If you saw the Wednesday 2/26/97 New York Times, you know that right under the follow-up article about the Empire State killer is a story about another YC Grad (JSS) who planted a bomb in a Jacksonville, Florida synagogue in an attempted assassination of Shimon Peres. [Note about the title, I consider anyone who attempts an assassination, yet misses, is still an assassin]. The bomb didn't go off and was found 9 days later by a bunch of kids who were playing with the package during a bat mitzvah. This shows a few things:

(1) This man, Harry Shapiro, is a monster whose brain is a big ol' sack o'puppy chow.

(2) The FBI can solve a case! (Now all the FBI has to hope for is that all criminals turn themselves in on their own accord like Shapiro did). Shapiro also called 911 and warned them about the bomb, claiming he was the Islamic Jihad (which would have fooled no one in Israel cuz we all know the Islamic Jihad has no need to kill Peres).

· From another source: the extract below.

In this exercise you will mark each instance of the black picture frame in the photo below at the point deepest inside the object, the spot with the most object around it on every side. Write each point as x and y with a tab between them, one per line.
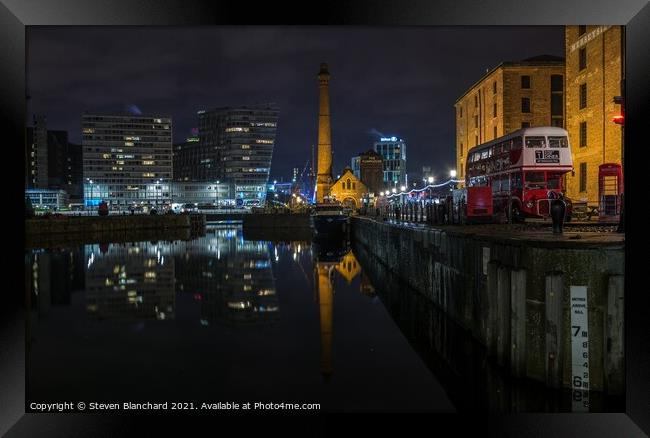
15	15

(3) The GSS (Israel's security agency) is as bad as the FBI. How could they not find the bomb? Shows you that they protect Peres as well as they protected Rabin, eh?

In any case, even though Noam Friedman (from the recent Hebron shooting) and Baruch Goldstein are under the category of WWAG, Yigal Amir and now Harry Shapiro are not so easy to place in the wacko bin. They are more sane; stupid but sane. But maybe not -- it could just be a different style of crazy. They are best described as Extreme.

The Disgruntleds are transferring their need for anxiety relief into an act of violence. People like Friedman, a full-blown whack-a-mole delusional schizophrenic, are drawn to extreme philosophies cuz (a) wacko groups don't really mind the people they take in (b) it's hard to separate the Extreme from the Insane. Whatever the case may be, it just reinforces our need to patrol the wacky denizens of the yeshivas even more.

AVI WEISS


If anyone wants a copy of the remarks Rav Avi Weiss made at the recent conference of Orthodoxy and Feminism, I have a copy I can email out. Don't ask me for my opinions on the matter; I fear that no matter what I say on the matter I will get resoundingly schmeitzed. And we all know that discretion is the better part of valor, and cowardice is just prudence with bad PR.